Ever wonder why Apple pulls the patent case card with its competitors? You can thank the great Steve Jobs for that. Steve Jobs vowed to be ruthless with its patents ever since Apple lost its case to Creative Technology in 2006 Steve Jobs said “patent it all,”
Patents for software and some kinds of electronics, particularly smartphones, are now so problematic that they contribute to a so-called patent tax that adds as much as 20 percent to companies’ research and development costs, according to a study conducted last year by two Boston University professors.
Supporters of suits initiated by Apple say that the litigation is vital to the company’s success and that Apple is sued far more often than it sues, as do all major tech firms.

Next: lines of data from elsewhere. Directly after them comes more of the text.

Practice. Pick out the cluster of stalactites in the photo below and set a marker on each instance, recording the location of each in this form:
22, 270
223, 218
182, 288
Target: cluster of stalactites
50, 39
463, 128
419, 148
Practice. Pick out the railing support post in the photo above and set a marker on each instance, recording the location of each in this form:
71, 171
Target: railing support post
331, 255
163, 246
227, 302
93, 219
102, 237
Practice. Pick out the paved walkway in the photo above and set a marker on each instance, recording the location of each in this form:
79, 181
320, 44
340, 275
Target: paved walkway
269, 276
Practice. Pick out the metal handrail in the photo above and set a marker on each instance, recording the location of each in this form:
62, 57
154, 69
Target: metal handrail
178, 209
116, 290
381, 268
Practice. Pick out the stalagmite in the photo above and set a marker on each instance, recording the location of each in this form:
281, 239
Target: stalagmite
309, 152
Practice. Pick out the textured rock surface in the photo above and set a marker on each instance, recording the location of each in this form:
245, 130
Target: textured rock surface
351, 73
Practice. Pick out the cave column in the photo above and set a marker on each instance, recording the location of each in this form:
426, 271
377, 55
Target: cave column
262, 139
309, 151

“If we can’t protect our intellectual property, then we won’t spend millions creating products like the iPhone,” a former Apple executive said, noting that some of Apple’s patents, like the “slide to unlock” feature on the iPhone, took years to perfect. The concept “might seem obvious now, but that’s only after we spent millions figuring it out,” the executive said. “Other companies shouldn’t be able to steal that without compensating us. That’s why the patent system exists.”
But others challenge that logic, given the huge profits the technology industry enjoys. Apple collects more than $1 billion a week in iPhone and related sales. “I am skeptical whether patents are needed in the software industry to provide adequate incentives,” Judge Posner wrote in an e-mail.
One consequence of all this litigation, policy makers and academics say, is that patent disputes are suffocating the culture of start-ups that has long fueled job growth and technological innovation.
“Think of the billions of dollars being flushed down the toilet,” said Ms. Heinen, the former Apple general counsel, who left the company and paid $2.2 million in connection with a federal investigation of stock option backdating. “When patent lawyers become rock stars, it’s a bad sign for where an industry is heading,” she said, adding that she had no issue with the lawyers themselves.